Having never been to the location where I planned to set up and knowing the lack of cover could easily lead to the bird’s picking me off, I spent the remainder of the evening doing my homework. I located the cottonwood the birds were roosted in using OnXmaps on my iPhone. Then I plotted my route in, noting every stich of available cover that could disguise my approach, finally settling on a spot near some charred brush to set up my Double Bull. I had no intentions of using a headlamp, and I was going in super early. The darkness would further camouflage my approach.

The walk in was long and tricky. I stopped every few minutes to lean my body over my iPhone to distinguish its light and check my location. It took time (I didn’t care because I took the extra effort to go early), but I eventually made it to the brush I’d marked and in minutes had the blind set, the Dave Smith and Avian-X deeks out and was ready to hunt.

The birds never made a peep, which was a good thing. I knew they hadn’t seen me. Finally, just as light started to crack, the toms got super vocal. Rios are notorious for being hard gobblers on the roost, but this boy band lit it up. The hen, however, remained super quiet. She never made a sound, not even a strain-the-ear-to-hear tree yelp.

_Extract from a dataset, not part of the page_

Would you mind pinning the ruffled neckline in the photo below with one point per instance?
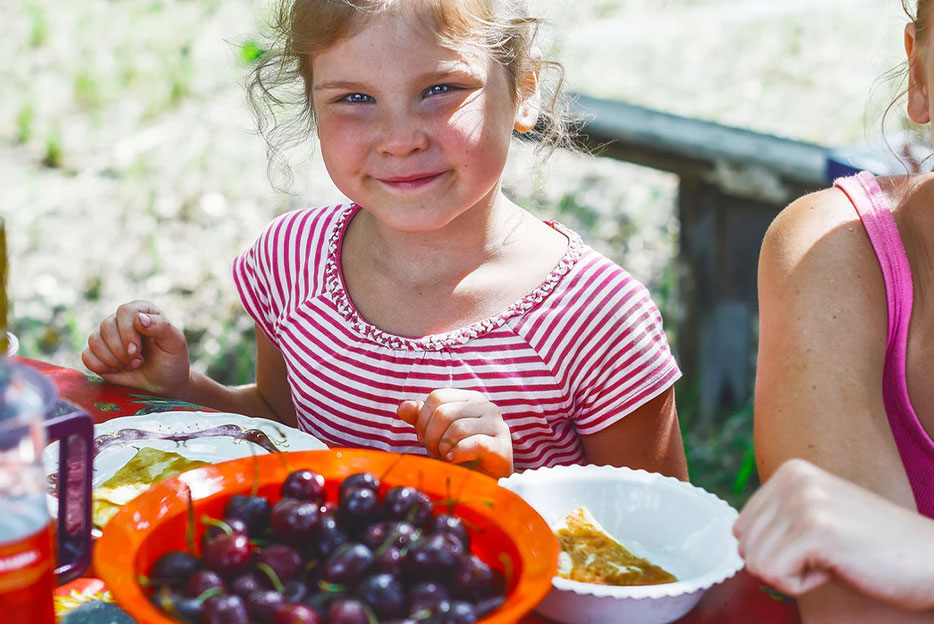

Normally, when hunting roosted birds, I stay pretty quiet. I will tree yelp a little to let the birds know I’m in the area, but don’t tend to get too aggressive. I quickly changed my tune on this hunt. The first time I tree yelped the gobblers did an about-face in the tree and aimed their voices right at me. The hen in the tree remained tight-lipped. I tree yelped again, and the birds thundered and went into strut on the limb. I decided to yelp a tad louder and even cut on the call, just a bit. One of the longbeards actually pitched down and started working his way toward me, way earlier than these birds normally hit the dirt. The other followed suit. They came on a string, I didn’t call again, and the attached video shows how the hunt ended.

Remember, bowhunting is all about being flexible and reading the animals you’re hunting. Now get out there and get after them!